CROWN POINT | A federal investigation into Lake County police may focus on improper Internet resale of machine gun and other restricted firearm components acquired under the department's name.
A source familiar with the investigation, who asked not to be named, said Sgt. Joseph Kumstar, who was assistant county police chief until January, bought the firearms and specialized gun scopes with private funds, but in the name of the department, and later offered the components for sale online.
Federal investigators are looking into whether that practice skirted restrictions on the Interstate sale and ownership of firearms and components outside of law-enforcement purposes.

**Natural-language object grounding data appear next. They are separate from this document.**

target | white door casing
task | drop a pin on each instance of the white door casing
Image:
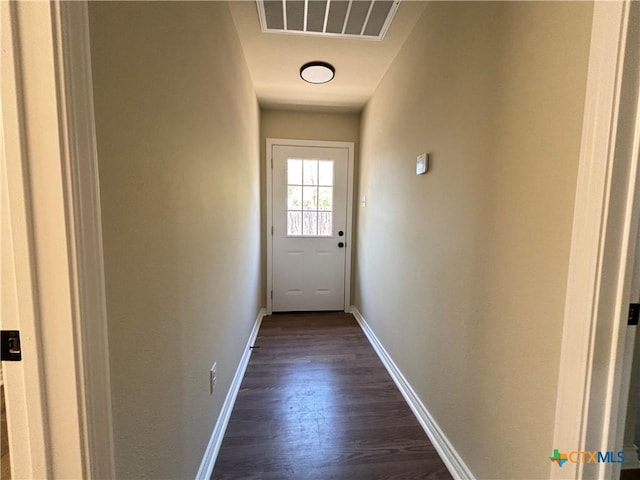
(309, 190)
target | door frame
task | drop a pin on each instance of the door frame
(350, 146)
(58, 396)
(591, 378)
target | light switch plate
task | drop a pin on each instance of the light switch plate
(422, 164)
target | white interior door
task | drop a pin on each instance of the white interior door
(310, 196)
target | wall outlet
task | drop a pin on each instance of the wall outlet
(212, 377)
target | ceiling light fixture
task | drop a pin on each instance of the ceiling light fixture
(317, 72)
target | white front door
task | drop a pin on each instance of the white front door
(310, 192)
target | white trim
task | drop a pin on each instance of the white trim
(350, 146)
(593, 330)
(211, 453)
(59, 394)
(449, 455)
(85, 230)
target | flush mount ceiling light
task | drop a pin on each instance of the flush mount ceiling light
(317, 72)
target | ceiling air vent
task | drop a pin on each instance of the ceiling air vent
(368, 19)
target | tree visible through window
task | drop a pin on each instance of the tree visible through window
(309, 198)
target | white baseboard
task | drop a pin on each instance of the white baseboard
(211, 453)
(448, 453)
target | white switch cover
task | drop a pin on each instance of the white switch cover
(422, 164)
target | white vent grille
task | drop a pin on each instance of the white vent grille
(367, 19)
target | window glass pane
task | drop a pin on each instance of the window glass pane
(325, 198)
(310, 223)
(309, 198)
(325, 172)
(294, 223)
(294, 198)
(325, 227)
(310, 172)
(294, 172)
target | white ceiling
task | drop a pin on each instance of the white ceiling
(274, 61)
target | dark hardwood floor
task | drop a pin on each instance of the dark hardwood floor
(317, 403)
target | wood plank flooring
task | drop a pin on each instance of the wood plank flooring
(317, 403)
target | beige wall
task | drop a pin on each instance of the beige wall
(461, 272)
(177, 128)
(299, 125)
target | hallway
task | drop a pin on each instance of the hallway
(317, 403)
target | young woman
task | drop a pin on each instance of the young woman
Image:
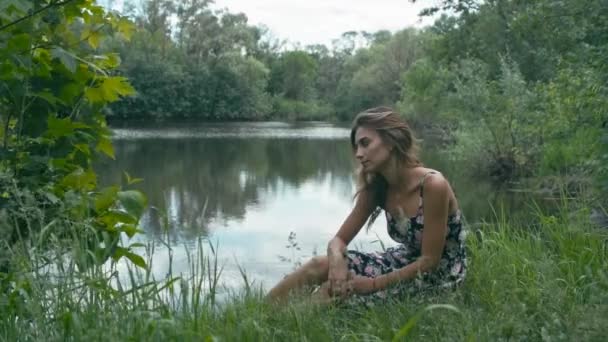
(422, 215)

Matthew Fech, Kumstar's attorney; Sheriff John Buncich; former Sheriff Roy Dominguez, who left office in December after eight years as county police department head; and Wayne Dixie, assistant special agent in charge of the field division of the Bureau of Alcohol, Tobacco, Firearms and Explosives, declined to comment on the accusations.

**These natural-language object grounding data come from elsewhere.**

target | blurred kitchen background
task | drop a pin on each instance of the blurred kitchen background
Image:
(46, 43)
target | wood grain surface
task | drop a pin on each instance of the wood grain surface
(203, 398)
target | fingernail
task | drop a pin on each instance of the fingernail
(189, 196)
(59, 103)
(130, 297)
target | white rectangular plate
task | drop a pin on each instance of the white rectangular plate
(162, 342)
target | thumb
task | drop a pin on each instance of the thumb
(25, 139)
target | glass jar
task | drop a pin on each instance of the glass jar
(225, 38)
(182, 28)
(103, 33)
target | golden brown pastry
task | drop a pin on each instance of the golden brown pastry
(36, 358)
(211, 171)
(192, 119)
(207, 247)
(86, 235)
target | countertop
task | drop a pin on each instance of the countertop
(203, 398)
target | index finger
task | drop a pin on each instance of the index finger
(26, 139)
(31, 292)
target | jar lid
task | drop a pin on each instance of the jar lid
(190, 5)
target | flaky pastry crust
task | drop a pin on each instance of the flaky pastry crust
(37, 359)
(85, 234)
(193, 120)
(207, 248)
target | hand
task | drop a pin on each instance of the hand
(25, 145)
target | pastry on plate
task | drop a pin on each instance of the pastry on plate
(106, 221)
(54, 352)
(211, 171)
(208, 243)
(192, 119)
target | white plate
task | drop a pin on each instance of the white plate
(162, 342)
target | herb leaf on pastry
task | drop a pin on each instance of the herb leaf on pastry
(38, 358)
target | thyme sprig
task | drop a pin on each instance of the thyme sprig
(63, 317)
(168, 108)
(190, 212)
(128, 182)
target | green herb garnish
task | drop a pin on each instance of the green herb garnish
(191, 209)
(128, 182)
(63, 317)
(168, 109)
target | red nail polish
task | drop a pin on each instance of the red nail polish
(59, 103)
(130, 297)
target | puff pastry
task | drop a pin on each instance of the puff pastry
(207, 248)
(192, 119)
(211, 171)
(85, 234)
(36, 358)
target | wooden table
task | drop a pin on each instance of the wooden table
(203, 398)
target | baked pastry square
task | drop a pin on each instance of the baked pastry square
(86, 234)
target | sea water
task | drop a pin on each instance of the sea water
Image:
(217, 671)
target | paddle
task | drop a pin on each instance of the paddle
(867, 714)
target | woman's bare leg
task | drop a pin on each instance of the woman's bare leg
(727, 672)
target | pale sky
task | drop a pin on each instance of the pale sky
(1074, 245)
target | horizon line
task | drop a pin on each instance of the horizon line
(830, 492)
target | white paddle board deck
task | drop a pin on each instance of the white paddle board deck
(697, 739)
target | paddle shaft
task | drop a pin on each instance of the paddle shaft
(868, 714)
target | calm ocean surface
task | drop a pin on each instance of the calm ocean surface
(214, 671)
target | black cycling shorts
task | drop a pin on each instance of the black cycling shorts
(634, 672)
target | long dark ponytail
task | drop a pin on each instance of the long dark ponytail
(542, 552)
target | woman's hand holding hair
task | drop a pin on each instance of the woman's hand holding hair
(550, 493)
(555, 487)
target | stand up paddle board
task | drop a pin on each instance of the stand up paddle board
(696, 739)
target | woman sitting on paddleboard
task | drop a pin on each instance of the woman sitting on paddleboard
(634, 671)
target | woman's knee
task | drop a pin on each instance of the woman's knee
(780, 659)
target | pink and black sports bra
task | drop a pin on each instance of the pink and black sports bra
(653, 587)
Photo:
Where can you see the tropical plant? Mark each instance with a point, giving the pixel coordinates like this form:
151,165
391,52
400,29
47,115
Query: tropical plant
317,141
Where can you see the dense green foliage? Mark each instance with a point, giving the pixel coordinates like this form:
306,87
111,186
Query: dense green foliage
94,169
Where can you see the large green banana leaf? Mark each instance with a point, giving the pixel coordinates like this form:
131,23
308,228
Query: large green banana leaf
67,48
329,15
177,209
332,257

Dixie said local police departments can acquire machine guns and other firearm components denied to many individuals under the National Firearms Act, if a department properly documents their use for law enforcement purposes only.
Sources close to the case said federal investigators are looking into whether Kumstar used county police letterhead and the federal firearms licenses of Officers Edward Kabella and Ronald Slusser to sell guns to collectors and licensed dealers and whether the sale proceeds were reported for tax purposes.

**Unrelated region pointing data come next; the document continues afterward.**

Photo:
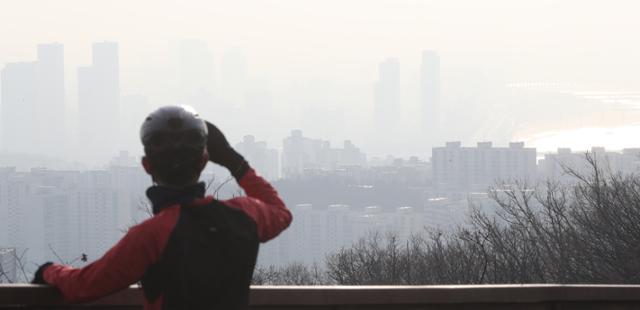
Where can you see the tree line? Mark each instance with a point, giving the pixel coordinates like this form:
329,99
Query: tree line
586,231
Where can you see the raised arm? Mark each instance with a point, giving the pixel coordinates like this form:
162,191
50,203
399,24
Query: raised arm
262,202
263,205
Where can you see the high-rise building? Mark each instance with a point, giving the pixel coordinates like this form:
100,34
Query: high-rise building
302,155
8,265
264,159
18,104
33,107
98,102
50,124
233,77
457,168
386,96
430,96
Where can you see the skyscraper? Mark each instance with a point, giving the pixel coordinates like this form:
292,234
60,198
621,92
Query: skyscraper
18,104
98,102
233,77
430,96
386,95
50,114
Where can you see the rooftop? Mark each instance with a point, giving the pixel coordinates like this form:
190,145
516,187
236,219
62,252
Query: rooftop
530,296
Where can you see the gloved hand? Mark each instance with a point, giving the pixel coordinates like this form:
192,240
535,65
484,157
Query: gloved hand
221,153
38,278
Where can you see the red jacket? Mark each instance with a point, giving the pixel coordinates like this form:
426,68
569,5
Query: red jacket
144,244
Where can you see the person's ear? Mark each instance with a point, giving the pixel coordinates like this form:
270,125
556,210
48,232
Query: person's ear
147,165
205,159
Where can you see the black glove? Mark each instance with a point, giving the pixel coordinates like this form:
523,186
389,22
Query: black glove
38,278
221,153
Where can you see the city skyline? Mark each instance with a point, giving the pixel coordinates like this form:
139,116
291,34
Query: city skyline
246,99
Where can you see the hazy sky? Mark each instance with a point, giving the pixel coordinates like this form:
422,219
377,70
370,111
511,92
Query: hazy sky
340,43
345,39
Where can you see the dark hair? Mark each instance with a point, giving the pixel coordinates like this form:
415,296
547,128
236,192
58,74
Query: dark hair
176,167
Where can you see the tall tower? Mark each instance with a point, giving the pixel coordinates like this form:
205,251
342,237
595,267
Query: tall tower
50,114
233,77
430,96
386,96
98,102
18,105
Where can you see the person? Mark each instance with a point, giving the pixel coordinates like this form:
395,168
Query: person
196,252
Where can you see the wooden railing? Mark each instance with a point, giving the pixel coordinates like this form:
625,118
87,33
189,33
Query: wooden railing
557,297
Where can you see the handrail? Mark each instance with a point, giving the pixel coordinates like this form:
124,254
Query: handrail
26,295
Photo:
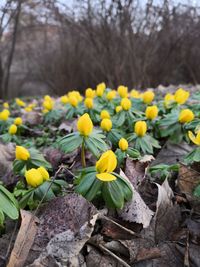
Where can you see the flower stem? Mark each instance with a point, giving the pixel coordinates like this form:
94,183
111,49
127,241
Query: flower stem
83,155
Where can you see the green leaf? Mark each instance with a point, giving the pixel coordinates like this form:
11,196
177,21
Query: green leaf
85,183
70,142
94,189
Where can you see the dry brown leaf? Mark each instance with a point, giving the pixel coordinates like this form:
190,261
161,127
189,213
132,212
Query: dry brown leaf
136,210
188,179
135,170
25,239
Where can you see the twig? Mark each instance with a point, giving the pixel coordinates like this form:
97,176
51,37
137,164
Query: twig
105,250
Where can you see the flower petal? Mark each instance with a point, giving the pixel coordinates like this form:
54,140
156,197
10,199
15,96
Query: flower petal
106,177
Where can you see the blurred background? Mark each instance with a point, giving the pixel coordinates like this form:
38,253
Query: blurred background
50,46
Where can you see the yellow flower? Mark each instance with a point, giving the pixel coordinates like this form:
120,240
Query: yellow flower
122,91
151,112
64,99
18,121
4,114
6,105
106,164
186,115
28,109
76,94
104,114
110,95
100,89
106,125
73,101
21,153
126,103
85,125
89,93
44,173
88,103
135,94
19,102
48,104
181,96
123,144
194,139
140,128
12,129
118,109
148,97
33,177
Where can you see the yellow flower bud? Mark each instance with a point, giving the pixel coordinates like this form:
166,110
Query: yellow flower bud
140,128
89,93
122,91
12,129
123,144
151,112
110,95
64,99
33,177
19,102
100,89
88,103
104,114
73,101
148,97
135,94
118,109
21,153
85,125
107,162
186,115
126,103
18,121
106,125
181,96
4,114
44,173
194,139
6,105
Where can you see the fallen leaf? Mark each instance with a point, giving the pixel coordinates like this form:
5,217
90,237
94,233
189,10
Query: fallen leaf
136,210
188,179
25,239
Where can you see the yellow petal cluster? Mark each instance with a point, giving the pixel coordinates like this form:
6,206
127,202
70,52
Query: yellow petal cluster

Lake County commissioners, who do almost all the purchasing for county government but haven't been involved in police weapon procurement, are calling on Buncich to make the department's gun-buying practices more transparent to public scrutiny.
A Times survey of county records couldn't identify who sells weapons and ammunition to the Sheriff's Department. Some Lake County gun dealers said this week county police gun-buying business is unfairly monopolized by dealers with political influence.
County Attorney John Dull said the problems predate Sheriff John Buncich, who has done nothing wrong but, he said, needs to make changes.
"Commissioners are going to request the sheriff follow the appropriate state laws as it relates to the purchase of guns and ammunition. Certain things have to go out to competitive bidding. The public should have a right to know everything we paid for. I can tell you he will do that," Dull said.
Buncich, who said last week he has been cooperating with federal authorities since shortly after taking office, stripped Kumstar, Capt. Marco Kuyachich, Lt. Michael Reilly and Officers Slusser, Kabella and Scott Shelhart of police powers last month after federal agents executed search warrants in Crown Point seeking documents and business records.
Ivan Bodensteiner, an attorney for Kuyachich, said Thursday that Kuyachich has been assured by federal agents that he is a witness, but not a suspect, in the case.
Michael Back, an attorney for Slusser, said Friday, "I know and like Ron, and my office is going to put all of its resources behind restoring his good name."